É uma ideia ainda em debate. Não se trata necessariamente de construção. Achamos que há um conjunto de empresas que têm no seu escopo linhas bastante definidas de responsabilidade social. Queremos conversar com elas e mostrar que o foco, no campo educacional, deve ser a creche, que é onde temos os nossos principais déficits hoje. A secretaria não quer e não pode passar recursos públicos para empresas privadas, mas pretendemos apoiar instituições educacionais que venham a ser criadas por empresas para atender à população do seu entorno e os filhos dos trabalhadores. 

Qual será esse incentivo?

Apoio técnico e jurídico para constituição de fundações ou associações educacionais sem fins lucrativos. Nós sabemos qual o perfil de profissionais, a característica do ambiente e como deve ser organizada a prestação de contas, por exemplo. Por outro lado, contamos com a agilidade da iniciativa privada para implantar essas organizações. Imagino que de 500 a 600 empresas em São Paulo possam se mobilizar em torno dessa boa ideia e focar sua contribuição social na área da educação.

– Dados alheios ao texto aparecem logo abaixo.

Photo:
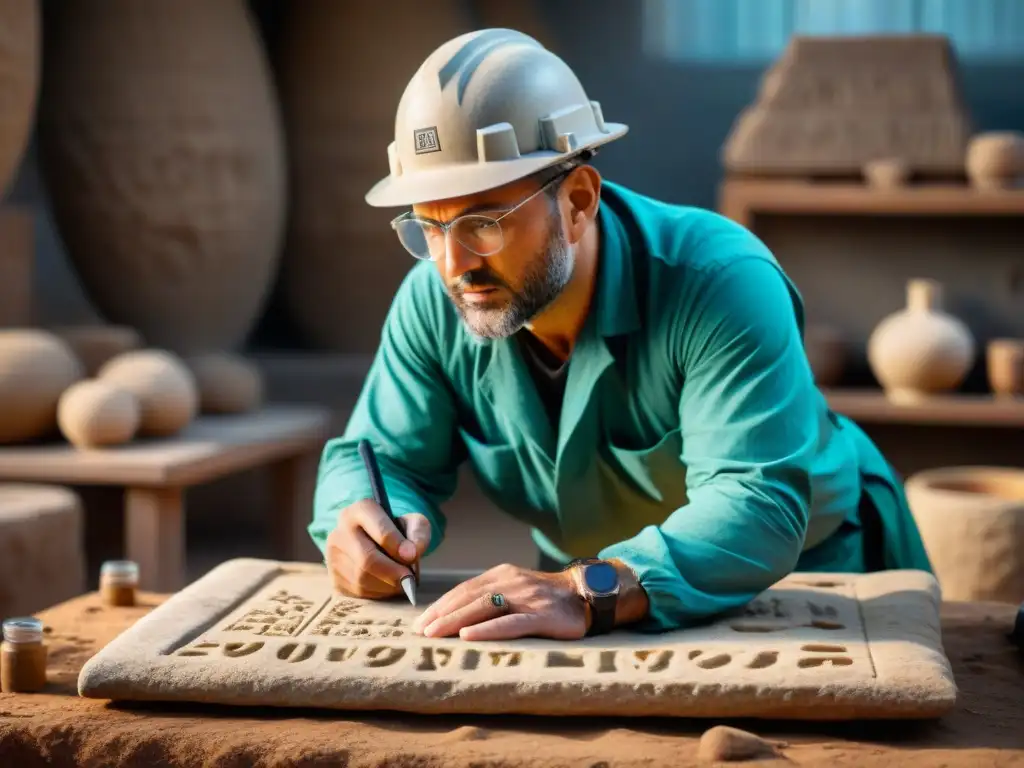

A prefeitura de São Paulo, por meio da Secretaria Municipal de Educação, irá retomar o Plano Municipal de Educação?

Sim e será aproveitado o plano elaborado na gestão passada. Vamos disseminar o documento como ele se encontra, para que seja objeto de debate e reflexão por parte de professores, equipes e alunos. Acreditamos que a Câmara vai realizar algumas audiências regionalizadas, possivelmente divididas nas regiões norte, sul, leste e oeste, e a Secretaria de Educação vai dar apoio a isso.

O processo de elaboração e tramitação do plano já soma quatro anos. Há perspectiva de quando ele será aprovado?

Não, mas é um desejo dos vereadores que isso ocorra até o começo do próximo semestre. Nesse momento, o processo está na Câmara Municipal. O governo não pretende tirar o projeto exatamente porque ele já tem muito acúmulo. Agora se trata de fazer rodadas de debates para melhor instruir o processo de votação dos parlamentares. 

No começo de setembro, a secretaria vai realizar a Conferência Municipal de Educação, que tem um documento-base, elaborado em termos nacionais, com vários eixos de discussão e muitos deles dizem respeito à elaboração do plano municipal de educação.

Cesar GallegariNo Plano de Metas a questão da valorização dos professores está restrita à formação continuada. Estão previstos também reajustes salariais e mudanças na carreira?

O governo do Haddad vai aplicar, para os anos de 2013 e 2014, reajustes percentuais baseados em acordos firmados no ano passado. Portanto, já dá para dizer que, independente da arrecadação, o quadro do pessoal de educação terá reajustes significativamente maiores nesses anos. Foi compromisso de campanha, é compromisso de governo.

Sobre a carreira, os sindicatos e movimentos dos professores de São Paulo conquistaram uma das melhores carreiras no magistério que existem no Brasil. O salário dos professores de São Paulo está entre os melhores salários de professores do país e o plano de carreira é seguramente o melhor.

Mas não há a expectativa de incorporar novos benefícios?

Seguimos abertos para discutir avanços, mas uma revisão global do plano de carreira não é algo que esteja no radar, como absoluta prioridade.